Ende Juni steht der große Tag für Jafar an. Dann wird der junge Afghane die Prüfung für den Pflichtschulabschluss machen. Wenn er das schafft, steht der nächste Schritt an: eine Lehre als KFZ-Techniker oder Betriebslogistikkaufmann. Das könnte sich der 17-Jährige gut vorstellen. Er hat ein intensives Jahr hinter sich, 35 Stunden pro Woche Unterricht, Schwerpunkt Deutsch. Mittlerweile schafft er es, schwierige Texte in Büchern oder Zeitungen zu erarbeiten oder in Mathematik binomische Formeln zu rechnen. Jafar und seine Mitschüler/innen zeichnen sich durch besonderen Fleiß- und Bildungshunger aus, findet seine Lehrerin Evelyn Jäger. 14 Burschen und zwei Mädchen, die meisten aus Syrien und Afghanistan, haben im Herbst mit der Übergangsklasse des Wirtschaftskundlichen Realgymnasiums und Oberstufenrealgymnasiums der Franziskanerinnen in Wels gestartet. Die wenigsten haben jedoch einen positiven Asylbescheid in der Tasche. „Sie befinden sich in einer Art Schwebezustand“, formuliert es Jäger.
Über die Schulpflicht hinaus
Die Übergangsklasse ermöglicht es den 16 bis 19-jährigen, über das Alter der Schulpflicht hinaus im Gymnasium zu lernen. Neben den Lehrkräften stehen ihren 32 gleichaltrige Schüler/innen dafür zur Seite.

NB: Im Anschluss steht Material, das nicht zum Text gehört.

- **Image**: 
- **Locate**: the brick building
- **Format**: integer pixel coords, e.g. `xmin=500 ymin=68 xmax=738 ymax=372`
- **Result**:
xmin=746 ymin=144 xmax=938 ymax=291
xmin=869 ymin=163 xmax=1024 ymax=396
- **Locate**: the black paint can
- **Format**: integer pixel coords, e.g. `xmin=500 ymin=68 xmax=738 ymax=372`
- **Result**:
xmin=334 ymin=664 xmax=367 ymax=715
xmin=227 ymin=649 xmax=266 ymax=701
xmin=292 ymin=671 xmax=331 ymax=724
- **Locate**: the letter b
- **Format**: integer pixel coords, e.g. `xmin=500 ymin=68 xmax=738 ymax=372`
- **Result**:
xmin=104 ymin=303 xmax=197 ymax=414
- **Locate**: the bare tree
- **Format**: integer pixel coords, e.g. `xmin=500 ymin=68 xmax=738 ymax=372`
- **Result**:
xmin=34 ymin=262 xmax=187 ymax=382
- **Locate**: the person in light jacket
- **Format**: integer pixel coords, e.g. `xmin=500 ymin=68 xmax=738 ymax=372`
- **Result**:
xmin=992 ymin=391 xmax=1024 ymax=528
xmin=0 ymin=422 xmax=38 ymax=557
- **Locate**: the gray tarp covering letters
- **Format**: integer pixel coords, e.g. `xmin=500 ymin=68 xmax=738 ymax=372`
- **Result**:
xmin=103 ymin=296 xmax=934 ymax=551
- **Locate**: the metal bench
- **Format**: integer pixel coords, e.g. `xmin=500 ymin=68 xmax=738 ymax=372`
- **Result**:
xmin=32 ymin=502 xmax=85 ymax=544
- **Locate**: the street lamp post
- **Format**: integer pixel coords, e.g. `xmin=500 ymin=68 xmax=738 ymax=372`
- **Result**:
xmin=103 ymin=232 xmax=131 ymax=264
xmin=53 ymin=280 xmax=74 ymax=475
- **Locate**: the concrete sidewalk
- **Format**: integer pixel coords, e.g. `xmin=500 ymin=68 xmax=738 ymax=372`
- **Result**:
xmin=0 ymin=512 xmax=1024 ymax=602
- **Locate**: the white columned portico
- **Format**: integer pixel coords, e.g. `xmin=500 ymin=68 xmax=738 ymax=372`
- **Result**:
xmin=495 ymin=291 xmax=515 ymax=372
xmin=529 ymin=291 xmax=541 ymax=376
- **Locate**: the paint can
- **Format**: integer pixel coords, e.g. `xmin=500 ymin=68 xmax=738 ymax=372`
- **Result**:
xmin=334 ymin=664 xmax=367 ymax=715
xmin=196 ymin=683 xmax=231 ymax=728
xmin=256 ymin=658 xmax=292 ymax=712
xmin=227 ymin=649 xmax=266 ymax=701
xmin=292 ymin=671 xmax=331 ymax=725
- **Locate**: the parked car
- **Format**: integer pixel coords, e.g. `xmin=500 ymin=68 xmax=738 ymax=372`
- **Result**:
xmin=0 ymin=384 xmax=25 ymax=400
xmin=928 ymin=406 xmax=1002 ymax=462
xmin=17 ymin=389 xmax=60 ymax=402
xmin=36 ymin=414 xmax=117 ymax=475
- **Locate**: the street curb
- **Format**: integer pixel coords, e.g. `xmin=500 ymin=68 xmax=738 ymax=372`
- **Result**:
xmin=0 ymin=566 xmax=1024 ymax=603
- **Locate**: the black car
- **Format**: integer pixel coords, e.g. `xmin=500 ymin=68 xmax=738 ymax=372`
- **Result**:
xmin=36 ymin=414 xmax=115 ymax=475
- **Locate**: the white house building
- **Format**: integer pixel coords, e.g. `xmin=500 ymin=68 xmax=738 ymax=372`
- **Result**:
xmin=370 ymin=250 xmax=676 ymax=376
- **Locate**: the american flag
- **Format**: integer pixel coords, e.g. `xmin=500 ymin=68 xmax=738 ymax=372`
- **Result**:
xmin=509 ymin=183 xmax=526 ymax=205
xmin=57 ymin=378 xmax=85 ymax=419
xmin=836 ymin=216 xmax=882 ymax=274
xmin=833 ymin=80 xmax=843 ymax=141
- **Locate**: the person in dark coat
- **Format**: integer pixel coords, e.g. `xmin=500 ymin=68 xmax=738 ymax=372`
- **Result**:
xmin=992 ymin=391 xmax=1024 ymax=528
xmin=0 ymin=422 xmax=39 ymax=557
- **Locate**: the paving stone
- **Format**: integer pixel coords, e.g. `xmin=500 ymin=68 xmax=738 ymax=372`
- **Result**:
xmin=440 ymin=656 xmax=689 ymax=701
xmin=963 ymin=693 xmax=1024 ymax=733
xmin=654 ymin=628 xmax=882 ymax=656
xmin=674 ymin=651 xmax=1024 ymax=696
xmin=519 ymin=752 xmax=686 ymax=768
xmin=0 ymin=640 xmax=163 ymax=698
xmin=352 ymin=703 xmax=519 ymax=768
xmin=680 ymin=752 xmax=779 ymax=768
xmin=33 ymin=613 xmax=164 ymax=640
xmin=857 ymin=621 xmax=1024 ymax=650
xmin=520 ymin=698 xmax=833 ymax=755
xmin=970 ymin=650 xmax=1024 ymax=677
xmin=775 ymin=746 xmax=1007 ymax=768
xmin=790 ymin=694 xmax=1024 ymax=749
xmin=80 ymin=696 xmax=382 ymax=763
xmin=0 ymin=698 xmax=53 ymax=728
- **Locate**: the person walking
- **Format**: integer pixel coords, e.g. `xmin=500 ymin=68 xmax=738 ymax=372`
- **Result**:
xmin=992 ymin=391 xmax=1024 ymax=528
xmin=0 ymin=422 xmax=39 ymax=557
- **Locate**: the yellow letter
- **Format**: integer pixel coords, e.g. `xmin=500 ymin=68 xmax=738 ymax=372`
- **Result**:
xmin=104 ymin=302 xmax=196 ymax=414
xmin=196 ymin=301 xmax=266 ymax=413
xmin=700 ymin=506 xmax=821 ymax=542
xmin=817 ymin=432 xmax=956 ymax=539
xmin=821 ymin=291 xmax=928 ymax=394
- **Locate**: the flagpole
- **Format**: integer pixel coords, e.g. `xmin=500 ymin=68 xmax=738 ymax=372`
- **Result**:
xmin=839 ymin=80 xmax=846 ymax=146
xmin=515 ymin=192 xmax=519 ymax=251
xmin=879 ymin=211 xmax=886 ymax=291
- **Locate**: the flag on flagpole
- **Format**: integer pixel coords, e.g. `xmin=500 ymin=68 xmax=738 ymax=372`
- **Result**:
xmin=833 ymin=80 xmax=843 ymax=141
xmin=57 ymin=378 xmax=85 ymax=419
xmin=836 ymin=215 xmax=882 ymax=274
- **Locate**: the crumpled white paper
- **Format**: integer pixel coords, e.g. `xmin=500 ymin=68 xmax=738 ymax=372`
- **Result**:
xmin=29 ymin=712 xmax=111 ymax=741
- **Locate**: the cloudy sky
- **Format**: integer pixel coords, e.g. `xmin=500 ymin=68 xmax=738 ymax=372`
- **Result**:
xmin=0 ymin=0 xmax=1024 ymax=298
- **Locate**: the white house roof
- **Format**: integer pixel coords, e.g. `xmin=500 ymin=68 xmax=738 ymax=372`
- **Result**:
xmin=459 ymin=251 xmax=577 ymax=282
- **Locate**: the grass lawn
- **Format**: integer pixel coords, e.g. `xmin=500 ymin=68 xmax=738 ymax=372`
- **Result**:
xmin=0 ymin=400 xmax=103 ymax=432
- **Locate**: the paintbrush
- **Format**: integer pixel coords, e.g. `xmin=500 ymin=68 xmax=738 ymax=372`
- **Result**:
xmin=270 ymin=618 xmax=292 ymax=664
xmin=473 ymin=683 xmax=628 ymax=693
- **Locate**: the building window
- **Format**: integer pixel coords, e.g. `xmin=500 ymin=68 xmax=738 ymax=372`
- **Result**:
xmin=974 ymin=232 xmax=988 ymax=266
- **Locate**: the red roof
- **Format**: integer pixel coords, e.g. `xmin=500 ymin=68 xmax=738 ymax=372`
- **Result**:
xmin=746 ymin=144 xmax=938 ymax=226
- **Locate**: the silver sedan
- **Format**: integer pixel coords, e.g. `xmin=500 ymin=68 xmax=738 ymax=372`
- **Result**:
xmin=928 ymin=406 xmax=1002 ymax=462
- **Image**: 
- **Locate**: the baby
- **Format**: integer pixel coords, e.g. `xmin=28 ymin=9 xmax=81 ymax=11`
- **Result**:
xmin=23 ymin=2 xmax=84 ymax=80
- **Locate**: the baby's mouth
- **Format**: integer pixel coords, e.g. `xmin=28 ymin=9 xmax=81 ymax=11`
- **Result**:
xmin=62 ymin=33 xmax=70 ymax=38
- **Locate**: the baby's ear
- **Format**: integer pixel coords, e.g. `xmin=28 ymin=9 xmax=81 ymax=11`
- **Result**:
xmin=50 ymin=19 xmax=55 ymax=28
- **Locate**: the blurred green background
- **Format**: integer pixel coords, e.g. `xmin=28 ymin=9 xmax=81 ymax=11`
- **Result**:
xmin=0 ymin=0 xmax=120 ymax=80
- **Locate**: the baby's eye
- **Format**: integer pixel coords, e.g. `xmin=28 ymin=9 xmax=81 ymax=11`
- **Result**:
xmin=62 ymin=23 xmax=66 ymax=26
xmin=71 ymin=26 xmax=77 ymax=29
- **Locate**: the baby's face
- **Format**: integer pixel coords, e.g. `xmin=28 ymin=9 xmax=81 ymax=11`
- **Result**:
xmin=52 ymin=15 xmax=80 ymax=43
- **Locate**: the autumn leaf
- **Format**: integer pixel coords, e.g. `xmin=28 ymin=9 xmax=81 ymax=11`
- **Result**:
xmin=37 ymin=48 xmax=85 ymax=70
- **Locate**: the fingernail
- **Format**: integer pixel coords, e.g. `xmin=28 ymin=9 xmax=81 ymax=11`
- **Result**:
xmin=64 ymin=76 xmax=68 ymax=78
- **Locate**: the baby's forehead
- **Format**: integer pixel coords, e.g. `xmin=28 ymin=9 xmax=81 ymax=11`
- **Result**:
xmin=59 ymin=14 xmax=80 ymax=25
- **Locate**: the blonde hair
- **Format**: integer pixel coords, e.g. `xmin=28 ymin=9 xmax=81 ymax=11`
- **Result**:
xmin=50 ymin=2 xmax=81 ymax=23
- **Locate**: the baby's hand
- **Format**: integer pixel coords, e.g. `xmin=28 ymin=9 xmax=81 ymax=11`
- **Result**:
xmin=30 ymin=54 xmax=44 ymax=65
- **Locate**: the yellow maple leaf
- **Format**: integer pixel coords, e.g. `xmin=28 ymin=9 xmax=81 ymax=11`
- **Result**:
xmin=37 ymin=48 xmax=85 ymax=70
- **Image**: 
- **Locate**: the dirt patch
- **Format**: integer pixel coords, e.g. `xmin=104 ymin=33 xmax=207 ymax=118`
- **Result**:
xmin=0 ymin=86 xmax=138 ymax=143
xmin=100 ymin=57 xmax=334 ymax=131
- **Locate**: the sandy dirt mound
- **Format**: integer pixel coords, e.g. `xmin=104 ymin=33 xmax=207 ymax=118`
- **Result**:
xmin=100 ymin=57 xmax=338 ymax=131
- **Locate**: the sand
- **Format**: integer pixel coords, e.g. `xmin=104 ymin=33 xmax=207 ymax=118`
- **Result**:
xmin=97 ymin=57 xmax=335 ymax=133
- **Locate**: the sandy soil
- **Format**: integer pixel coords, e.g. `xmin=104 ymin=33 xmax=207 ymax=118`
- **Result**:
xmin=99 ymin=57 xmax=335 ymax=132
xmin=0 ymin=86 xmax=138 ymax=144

Die meisten der Flüchtlinge hatten in der Heimat bei Weitem keine lückenlose Schulbiografie, müssen am WRG/ORG Wels viel nachholen. „Zuhause im Flüchtlingsheim und ohne Schule war mir vor diesem Jahr oft richtig fad und ich konnte wenig tun“, ist der 17-jährige Arash froh über seine Chance auf Bildung. In Afghanistan hat er als Verkäufer gearbeitet, in Österreich möchte er gerne eine Lehre als Maschinenbautechniker machen. Er lebt in einem kleinen Ort im Almtal und pendelt jeden Tag eine Stunde nach Wels in die Schule.
Die Chance in Mangelberufen
Innerhalb eines Schuljahres sollen in der Klasse von Jafar und Arash die Voraussetzungen für den Übergang in eine höhere Schule oder in einen Lehrberuf geschaffen werden. 55 jugendliche Flüchtlinge kamen im Herbst zum Aufnahmetest für die Übergangsklasse, 16 wurden aufgenommen.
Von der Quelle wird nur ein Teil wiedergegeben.